Bundtlette Breakfast Cakes

Rise and Shine it’s a beautiful day to enjoy some delicious yumm with Literally Life.


If you are waking up this morning wondering what to make, you might delight your family young and old with these delicious and healthy bundtlette pancakes. CBFDNikkiBaxendale-0858


I partnered this week with Crate and Barrel to create a Father’s Day feast. While planning mini frittatas in this amazing Bundlette pan, I thought I would see how pancakes might turn out.  Being a busy mum needing a few easy tricks to keep the table theatre going, these little darlings are certain to be a staple now.

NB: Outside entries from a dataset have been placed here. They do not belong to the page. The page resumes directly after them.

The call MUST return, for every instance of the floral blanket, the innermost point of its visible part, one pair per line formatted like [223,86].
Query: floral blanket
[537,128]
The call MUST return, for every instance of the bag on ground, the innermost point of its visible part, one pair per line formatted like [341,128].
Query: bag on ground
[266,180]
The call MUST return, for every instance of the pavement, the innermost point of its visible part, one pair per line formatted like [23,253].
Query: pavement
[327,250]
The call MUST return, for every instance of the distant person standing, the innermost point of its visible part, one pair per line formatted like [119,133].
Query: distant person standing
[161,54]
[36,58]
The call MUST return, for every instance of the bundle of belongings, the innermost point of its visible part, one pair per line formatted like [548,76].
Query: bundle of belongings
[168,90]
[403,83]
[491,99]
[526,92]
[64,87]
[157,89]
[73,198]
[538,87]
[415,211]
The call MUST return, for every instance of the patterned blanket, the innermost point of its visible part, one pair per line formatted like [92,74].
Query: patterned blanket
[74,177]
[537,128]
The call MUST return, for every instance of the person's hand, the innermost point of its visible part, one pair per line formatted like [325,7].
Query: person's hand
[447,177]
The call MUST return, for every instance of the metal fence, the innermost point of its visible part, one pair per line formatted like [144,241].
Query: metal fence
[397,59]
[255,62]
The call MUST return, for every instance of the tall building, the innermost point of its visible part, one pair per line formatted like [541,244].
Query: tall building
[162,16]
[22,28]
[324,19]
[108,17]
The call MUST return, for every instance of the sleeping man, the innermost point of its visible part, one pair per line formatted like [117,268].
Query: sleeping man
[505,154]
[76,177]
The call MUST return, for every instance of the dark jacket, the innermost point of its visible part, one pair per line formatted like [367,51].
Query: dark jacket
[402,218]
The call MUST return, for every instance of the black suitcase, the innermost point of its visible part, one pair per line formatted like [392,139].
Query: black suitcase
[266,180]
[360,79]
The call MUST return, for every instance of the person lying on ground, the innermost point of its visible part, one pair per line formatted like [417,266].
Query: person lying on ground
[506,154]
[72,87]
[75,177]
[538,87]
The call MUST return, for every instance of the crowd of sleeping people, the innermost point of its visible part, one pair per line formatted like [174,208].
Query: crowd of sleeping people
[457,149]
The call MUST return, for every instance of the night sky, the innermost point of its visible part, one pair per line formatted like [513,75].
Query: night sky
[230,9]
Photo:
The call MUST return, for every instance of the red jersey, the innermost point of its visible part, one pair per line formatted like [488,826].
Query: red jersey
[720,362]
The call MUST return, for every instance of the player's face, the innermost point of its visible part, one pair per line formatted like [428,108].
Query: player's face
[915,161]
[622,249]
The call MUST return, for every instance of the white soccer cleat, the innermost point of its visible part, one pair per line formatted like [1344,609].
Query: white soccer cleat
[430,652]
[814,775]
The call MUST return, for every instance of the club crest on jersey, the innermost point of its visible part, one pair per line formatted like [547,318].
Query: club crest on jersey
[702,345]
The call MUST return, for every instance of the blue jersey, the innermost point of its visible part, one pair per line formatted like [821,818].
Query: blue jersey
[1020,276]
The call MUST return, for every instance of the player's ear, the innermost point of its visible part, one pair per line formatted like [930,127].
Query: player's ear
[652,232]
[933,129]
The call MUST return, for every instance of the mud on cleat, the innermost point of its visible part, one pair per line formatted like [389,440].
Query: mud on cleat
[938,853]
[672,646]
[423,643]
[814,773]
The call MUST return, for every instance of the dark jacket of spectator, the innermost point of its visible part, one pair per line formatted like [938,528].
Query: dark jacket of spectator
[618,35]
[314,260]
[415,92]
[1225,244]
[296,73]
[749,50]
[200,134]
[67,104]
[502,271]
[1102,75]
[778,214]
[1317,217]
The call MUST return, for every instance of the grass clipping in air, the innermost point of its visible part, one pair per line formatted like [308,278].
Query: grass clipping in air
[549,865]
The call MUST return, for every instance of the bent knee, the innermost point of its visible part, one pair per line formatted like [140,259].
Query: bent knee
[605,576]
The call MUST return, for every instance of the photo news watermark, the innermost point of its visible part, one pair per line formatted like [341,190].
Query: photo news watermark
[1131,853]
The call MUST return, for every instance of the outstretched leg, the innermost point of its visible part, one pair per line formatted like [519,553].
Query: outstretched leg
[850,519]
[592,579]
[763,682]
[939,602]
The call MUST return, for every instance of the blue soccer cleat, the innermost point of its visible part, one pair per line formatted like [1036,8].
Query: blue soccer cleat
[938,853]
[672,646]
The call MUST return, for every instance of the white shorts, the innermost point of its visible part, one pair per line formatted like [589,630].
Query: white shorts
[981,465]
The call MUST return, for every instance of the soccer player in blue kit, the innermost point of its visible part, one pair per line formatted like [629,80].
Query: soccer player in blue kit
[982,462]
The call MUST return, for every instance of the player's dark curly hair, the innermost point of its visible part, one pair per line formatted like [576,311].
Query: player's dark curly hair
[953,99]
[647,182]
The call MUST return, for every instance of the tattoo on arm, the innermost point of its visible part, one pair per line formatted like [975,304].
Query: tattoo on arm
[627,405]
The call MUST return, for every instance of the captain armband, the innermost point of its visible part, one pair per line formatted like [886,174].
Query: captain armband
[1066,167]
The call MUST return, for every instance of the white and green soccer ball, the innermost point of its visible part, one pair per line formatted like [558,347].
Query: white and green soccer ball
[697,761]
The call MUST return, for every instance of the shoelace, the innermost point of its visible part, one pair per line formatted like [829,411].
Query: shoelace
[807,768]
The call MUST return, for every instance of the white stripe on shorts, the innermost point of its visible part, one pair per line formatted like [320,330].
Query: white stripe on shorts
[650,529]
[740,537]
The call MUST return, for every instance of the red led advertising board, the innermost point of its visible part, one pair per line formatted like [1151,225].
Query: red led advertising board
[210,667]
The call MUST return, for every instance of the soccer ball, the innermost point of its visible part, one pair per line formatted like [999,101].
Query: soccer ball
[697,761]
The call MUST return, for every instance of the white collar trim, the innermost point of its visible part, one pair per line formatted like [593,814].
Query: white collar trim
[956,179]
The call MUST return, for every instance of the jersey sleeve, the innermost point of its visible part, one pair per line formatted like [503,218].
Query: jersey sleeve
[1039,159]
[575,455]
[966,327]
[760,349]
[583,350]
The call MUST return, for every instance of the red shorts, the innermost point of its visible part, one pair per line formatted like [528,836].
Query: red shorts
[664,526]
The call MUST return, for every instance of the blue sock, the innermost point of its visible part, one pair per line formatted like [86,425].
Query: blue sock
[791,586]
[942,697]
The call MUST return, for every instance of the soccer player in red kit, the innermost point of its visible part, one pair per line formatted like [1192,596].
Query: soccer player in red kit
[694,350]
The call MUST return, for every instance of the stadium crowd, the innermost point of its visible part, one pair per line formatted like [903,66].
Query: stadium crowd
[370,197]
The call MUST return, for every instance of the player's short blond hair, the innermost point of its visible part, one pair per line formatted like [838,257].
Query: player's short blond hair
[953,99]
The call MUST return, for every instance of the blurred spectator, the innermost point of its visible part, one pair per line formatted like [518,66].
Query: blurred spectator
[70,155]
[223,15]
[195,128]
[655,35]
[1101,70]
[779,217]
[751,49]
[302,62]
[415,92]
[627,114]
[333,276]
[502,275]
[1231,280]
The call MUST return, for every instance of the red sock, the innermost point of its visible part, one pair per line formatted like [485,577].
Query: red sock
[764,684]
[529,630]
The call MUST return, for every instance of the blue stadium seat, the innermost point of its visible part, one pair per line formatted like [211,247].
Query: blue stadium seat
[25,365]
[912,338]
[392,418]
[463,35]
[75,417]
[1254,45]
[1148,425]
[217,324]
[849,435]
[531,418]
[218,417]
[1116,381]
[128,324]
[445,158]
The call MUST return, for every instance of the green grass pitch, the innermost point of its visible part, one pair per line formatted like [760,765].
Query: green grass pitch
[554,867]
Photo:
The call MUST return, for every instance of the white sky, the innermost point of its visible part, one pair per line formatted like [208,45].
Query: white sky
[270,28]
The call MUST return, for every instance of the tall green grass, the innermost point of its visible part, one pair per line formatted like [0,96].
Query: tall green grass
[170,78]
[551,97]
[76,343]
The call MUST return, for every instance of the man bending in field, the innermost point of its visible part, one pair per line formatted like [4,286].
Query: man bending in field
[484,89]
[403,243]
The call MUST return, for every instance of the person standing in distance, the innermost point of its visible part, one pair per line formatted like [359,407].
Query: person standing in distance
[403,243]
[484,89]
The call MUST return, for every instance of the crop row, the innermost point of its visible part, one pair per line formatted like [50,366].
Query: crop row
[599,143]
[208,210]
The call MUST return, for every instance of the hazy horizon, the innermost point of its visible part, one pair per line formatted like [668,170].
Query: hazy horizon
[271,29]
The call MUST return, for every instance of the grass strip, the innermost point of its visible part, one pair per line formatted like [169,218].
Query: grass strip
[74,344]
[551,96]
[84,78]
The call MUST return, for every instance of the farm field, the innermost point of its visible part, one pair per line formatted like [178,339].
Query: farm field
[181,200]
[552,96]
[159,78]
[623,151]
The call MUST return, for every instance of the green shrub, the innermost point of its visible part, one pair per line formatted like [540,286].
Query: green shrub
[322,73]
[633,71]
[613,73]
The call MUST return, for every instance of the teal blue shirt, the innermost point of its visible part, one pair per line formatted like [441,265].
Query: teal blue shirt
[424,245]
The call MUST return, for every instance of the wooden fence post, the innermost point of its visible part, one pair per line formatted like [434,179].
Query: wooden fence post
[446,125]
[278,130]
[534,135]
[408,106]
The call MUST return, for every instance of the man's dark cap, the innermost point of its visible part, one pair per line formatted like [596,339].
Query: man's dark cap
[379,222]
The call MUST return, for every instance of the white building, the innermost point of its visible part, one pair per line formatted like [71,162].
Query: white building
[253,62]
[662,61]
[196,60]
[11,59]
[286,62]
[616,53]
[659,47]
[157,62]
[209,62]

The recipe is one I inherited from my dear friend Cindy, who features in my full article filled with more recipes on the Crate and Barrel Blog.  Removing the flour or need for shop bought mixes this combination of Oats, cottage cheese and eggs is simply fabulous. If you are fortunate enough to use farm fresh eggs they will taste even better. We have a constant supply thanks to Cindy’s chicken coop.

You will need

  • 1 cup cottage cheese
  • 1 cup eggs
  • 1 cup rolled oats
  • 1 tablespoon vanilla extract
  • Fresh blueberries or chocolate chips
  • 1 tablespoon lemon zest
  • 1 tablespoon lemon juice
  • Warm maple syrup on the side for anyone who likes a little sweetness added (I prefer to offer this rather than make the whole batch sweet)

Steps to yummy

  1. Preheat oven to 375 degrees. Spray mini Bundlette pan with coconut oil or oil of your choice.
  2. Place all ingredients, except blueberries or chocolate chips, in a blender and combine on medium speed for one minute until you have a smooth batter. Pour batter into a mixing bowl and stir in blueberries or chocolate chips.
  3. Fill each pan cavity with batter to just under the top rim. You need to leave a little room for the mix to expand, but ensure it’s filled enough that it will cover the central well when baked. Check midway through cooking and add a tiny bit extra if your mix is not covering the well.
  4. Bake for approximately 20 minutes until the pancakes are just starting to brown. Be sure to not overbake or your pancakes will lose the airy spring and become more dense. Once done, turn out onto serving plates, and fill the center cavity with crème fraîche. Top with grated lemon zest and garnish with mint leaves and fresh berries.
  5. Eat, enjoy and don’t fight over the extras! Top tip: Put another batch in the oven while you eat the first batch. Trust me—you will have smiles and demands for more


Now add strawberry smoothies in these cute retro milk bottles and you will have smiles and giggles of delight.


You will need

  • Handful of fresh strawberries
  • Squeeze of lemon juice
  • 1 cup plain yogurt
  • 1 cup almond milk

Simply combine in blender and blend until smooth. Garnish with a strawberry and serve.

These recipes will be a favorite for those young and old, there are so many ways to vary the recipe. Why not try a crispy bacon, sausage and crumbled mature cheddar bundtlette cake by just removing the sweet ingredients, or feta, sun dried tomato and basil. MMMMMM yum!

Enjoy your Father’s Day or any morning with smiles around the family table with a little eccentricity from Literally Life. Check the full post on the Crate and Barrel blog, if you like this you may also want to try a fabulous frittata!


2 Comments Add yours

  1. Mack says:

    In the BUNDTLETTE BREAKFAST CAKES, you mention eggs in the description. But you didn’t have eggs in the recipe. So I would like to know, are there suppose to be eggs and if so, how many? Also is the crème fraîche you added for the center, how do I make that too?


    1. nikkib2013 says:

      Hi There

      thanks for spotting that!! its 1 cup of eggs, the creme fraiche you will buy ready made at a grocery store. Its delicious, buttery and creamy, not too sweet. If you like it sweeter you can add a little powdered sugar and mix in lemon zest.